I get settled in the cockpit and fire up the engine, all 600 horses raring to go. The wind from the propeller blows into my face.

The more-experienced pilot in the back, Dennis, goes through the pre-flight cockpit check with me. They hook me up to four or five heavy harnesses, and show me where the ripcord is on my parachute.

I’m sitting in a seventy-year-old fighter plane from World War II, with cockpit instruments that look like they’re out of a Humphrey Bogart movie. And I’m going to fly her.

The aircraft is a fighter plane called the AT-6, nicknamed “The Texan,” for the Fort Worth plant that produced thousands of planes for the war effort. This one rolled off the assembly line in January, 1945, and was mostly used for training new pilots.

Thousands of pilots trained in the AT-6 before they were shipped overseas. But it also saw combat in Europe and the Pacific.
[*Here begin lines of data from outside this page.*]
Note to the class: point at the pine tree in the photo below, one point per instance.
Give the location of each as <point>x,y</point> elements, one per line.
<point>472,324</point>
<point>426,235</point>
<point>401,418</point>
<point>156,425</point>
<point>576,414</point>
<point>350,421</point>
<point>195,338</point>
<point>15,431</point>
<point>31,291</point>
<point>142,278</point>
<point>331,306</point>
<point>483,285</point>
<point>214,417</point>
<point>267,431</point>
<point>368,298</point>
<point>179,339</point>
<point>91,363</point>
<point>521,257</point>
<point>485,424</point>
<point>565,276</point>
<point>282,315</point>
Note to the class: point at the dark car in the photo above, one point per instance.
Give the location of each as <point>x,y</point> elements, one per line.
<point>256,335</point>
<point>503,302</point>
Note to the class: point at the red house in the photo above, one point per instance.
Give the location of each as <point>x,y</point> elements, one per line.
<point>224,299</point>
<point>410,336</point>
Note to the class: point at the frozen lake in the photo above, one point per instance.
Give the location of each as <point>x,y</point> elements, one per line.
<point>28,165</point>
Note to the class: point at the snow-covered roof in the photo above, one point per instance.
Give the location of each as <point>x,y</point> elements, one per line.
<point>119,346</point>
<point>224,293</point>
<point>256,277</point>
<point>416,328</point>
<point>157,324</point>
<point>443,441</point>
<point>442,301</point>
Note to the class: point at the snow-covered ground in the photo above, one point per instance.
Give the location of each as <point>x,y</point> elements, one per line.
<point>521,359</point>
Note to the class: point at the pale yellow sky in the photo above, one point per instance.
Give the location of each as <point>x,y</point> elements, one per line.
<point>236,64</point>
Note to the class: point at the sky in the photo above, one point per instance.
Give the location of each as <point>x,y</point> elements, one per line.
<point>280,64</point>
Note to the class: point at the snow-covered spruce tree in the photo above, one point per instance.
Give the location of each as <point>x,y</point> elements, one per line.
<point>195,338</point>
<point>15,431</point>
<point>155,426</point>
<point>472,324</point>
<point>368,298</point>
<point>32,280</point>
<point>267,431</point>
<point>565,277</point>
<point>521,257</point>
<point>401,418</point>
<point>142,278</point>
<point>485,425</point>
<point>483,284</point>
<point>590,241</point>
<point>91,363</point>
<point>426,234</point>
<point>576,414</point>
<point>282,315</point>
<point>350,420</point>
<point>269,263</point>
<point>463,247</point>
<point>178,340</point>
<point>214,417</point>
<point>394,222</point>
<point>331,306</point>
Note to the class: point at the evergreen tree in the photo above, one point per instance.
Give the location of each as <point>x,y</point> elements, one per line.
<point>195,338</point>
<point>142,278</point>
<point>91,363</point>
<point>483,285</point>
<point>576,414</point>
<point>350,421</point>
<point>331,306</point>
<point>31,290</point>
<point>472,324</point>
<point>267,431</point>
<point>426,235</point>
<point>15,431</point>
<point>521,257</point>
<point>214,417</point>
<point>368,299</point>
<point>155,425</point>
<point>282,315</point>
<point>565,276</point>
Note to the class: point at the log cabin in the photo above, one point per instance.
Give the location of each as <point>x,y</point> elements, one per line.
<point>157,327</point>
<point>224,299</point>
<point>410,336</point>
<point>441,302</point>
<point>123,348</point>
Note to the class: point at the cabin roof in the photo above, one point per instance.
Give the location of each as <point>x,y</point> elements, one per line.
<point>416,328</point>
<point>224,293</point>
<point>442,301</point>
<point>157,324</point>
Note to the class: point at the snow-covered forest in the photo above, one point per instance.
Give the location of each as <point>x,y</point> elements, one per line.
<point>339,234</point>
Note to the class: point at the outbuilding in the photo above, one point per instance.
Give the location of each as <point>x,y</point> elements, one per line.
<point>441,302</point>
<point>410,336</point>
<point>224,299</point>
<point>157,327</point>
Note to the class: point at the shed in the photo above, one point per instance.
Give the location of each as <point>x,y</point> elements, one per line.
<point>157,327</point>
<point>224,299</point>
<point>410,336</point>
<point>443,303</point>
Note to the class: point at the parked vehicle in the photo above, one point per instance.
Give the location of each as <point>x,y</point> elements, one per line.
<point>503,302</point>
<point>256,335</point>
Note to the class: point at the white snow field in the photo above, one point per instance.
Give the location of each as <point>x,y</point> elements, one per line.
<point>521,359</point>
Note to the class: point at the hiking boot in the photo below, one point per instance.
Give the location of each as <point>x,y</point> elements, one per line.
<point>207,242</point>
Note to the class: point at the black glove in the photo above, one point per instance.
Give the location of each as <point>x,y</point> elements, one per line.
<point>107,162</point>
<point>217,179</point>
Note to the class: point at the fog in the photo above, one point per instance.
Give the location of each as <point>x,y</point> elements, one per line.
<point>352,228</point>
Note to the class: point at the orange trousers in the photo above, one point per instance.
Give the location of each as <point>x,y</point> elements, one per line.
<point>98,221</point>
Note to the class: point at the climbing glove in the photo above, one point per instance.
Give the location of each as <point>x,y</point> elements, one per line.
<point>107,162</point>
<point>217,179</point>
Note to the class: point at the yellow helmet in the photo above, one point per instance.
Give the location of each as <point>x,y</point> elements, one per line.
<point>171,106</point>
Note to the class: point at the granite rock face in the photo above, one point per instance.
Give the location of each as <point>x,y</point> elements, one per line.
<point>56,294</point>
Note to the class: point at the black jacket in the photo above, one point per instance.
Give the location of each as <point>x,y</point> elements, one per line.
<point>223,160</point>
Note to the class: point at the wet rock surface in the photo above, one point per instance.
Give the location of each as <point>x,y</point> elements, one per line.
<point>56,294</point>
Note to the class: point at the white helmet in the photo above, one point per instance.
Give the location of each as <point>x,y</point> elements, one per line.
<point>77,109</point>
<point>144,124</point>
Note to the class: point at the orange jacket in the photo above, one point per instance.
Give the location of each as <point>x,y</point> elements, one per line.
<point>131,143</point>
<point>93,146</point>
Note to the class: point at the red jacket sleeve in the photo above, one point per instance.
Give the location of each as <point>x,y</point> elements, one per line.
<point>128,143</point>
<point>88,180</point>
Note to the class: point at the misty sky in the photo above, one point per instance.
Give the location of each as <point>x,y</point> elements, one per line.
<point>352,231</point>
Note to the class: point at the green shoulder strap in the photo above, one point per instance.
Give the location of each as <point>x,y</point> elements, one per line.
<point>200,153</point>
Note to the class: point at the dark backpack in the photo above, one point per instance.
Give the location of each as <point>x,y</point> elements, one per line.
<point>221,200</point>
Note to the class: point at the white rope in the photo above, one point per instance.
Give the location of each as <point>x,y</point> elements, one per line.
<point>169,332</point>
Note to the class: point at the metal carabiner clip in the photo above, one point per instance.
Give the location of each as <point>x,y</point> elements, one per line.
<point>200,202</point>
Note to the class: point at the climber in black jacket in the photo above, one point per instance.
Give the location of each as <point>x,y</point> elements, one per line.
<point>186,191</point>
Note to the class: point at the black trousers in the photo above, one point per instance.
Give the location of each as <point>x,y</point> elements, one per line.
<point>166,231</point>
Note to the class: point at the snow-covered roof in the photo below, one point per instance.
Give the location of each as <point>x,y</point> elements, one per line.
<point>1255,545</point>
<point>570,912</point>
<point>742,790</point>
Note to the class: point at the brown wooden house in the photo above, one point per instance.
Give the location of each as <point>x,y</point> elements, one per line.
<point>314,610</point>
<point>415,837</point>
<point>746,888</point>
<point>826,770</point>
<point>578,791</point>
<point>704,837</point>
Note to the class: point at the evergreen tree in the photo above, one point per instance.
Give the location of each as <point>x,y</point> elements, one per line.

A few years later they were called into duty again, and flew more than 40,000 missions in the Korean War.

These days, the plane takes would-be “aces” like me into a wild-blue-yonder time machine, complete with aerobatics and combat maneuvers.

“The Texan departing on 8 right,” I hear on my radio as I “give it the gun.” In a moment the ground is falling away, and the big yellow nose with the whirling propeller is pushing up into a sea of blue.

I pull the landing gear back and to the outside. As we begin dipping and sliding toward the right and then the left, the view becomes incredible.

We head up toward puffy white clouds, and the ride turns bumpy.

“Now I’m going to show you a few basic combat maneuvers,” Dennis says. With that he goes into a steep climb, and then a dive, and I begin to feel my stomach struggling to keep pace with the rest of me.

Then he turns the craft sideways – 180 degrees – and I’m suddenly in a very weird world. When I look to my left, all I see is the ground. And when I look to my right, all I see is sky. It’s hard to imagine how pilots did that in combat, with people shooting at them.

We push the plane up steeply to get above the rough air. Then we’re above the clouds, and suddenly it’s smooth.

“Now we’re ready,” Dennis says. “Let’s do a roll.”

Suddenly the world goes wacky. Sky becomes land and land becomes sky, and clouds flash by as if on rollerblades. My head is below my body, and my hands are holding onto the canopy…from below it. We’re completely upside-down. Then everything goes crazy again, as we roll over to right ourselves.

Dennis gives me a minute to catch my breath.

Then I hit the right pedal on the floor, forcing the nose down to gather up more speed. The ground swarms up toward me. Then I bring her into a sharp climb. I grab the stick and pull it towards the right. And there we go…hurtling over at nearly two hundred miles an hour. Again my head is suddenly under the rest of my body, with clouds flying by both above and below me.

“Hold her steady,” he says over the headphones, as I struggle a bit to keep both my equilibrium and my breakfast. Suddenly we’re rightside-up again. I let go of the stick.

When Dennis asks how I’m feeling. I reply that I’m actually feeling fantastic…but my stomach is about a thousand yards behind us.

Then I perform a loop – a backward somersault.

I turn the nose down to pick up speed. Then I turn it back up and climb straight up. This, by far, is the most thrilling moment of the entire flight. A steep climb is murder on the body, and even more murderous on your mind. Normally, in an airplane, your fixed points are the land below you and the sky above and around you. Even though you’re up in the air, there’s a natural order of things, some physiological steering points. But when you’re in a steep climb, suddenly the land is gone, and you’re totally disoriented. You’re heading straight up into a blue vacuum, with no horizon, no beginning, and no end.

I pull the stick toward me, and suddenly I feel like I’m blasting off. The ground totally disappears as we climb and then begin to flip over backwards. I feel my body pinned back against my seat, and my head feels like it weighs a thousand pounds (in flight lingo, I’m experiencing pressure of three “G’s). I’m totally disoriented; I’ve lost any “compass point” in the sky or the land. I literally cannot hold my head up. I’m having trouble keeping my eyelids open because of the pressure. Upside-down images of blue and green and white are whooshing past me.

Finally, I see the ground floating up toward me as I begin to level off…and I feel my stomach finally beginning to catch up to me. We go into a sideways roll – 180 degrees – and, as we pass through a cloud bank, we see a brilliant rainbow.

“North County Texan on its approach,” I tell nearby air traffic.

And as I slow down on the runway, I think of the pilot, all those years ago, who sat in the seat  I’m sitting in now.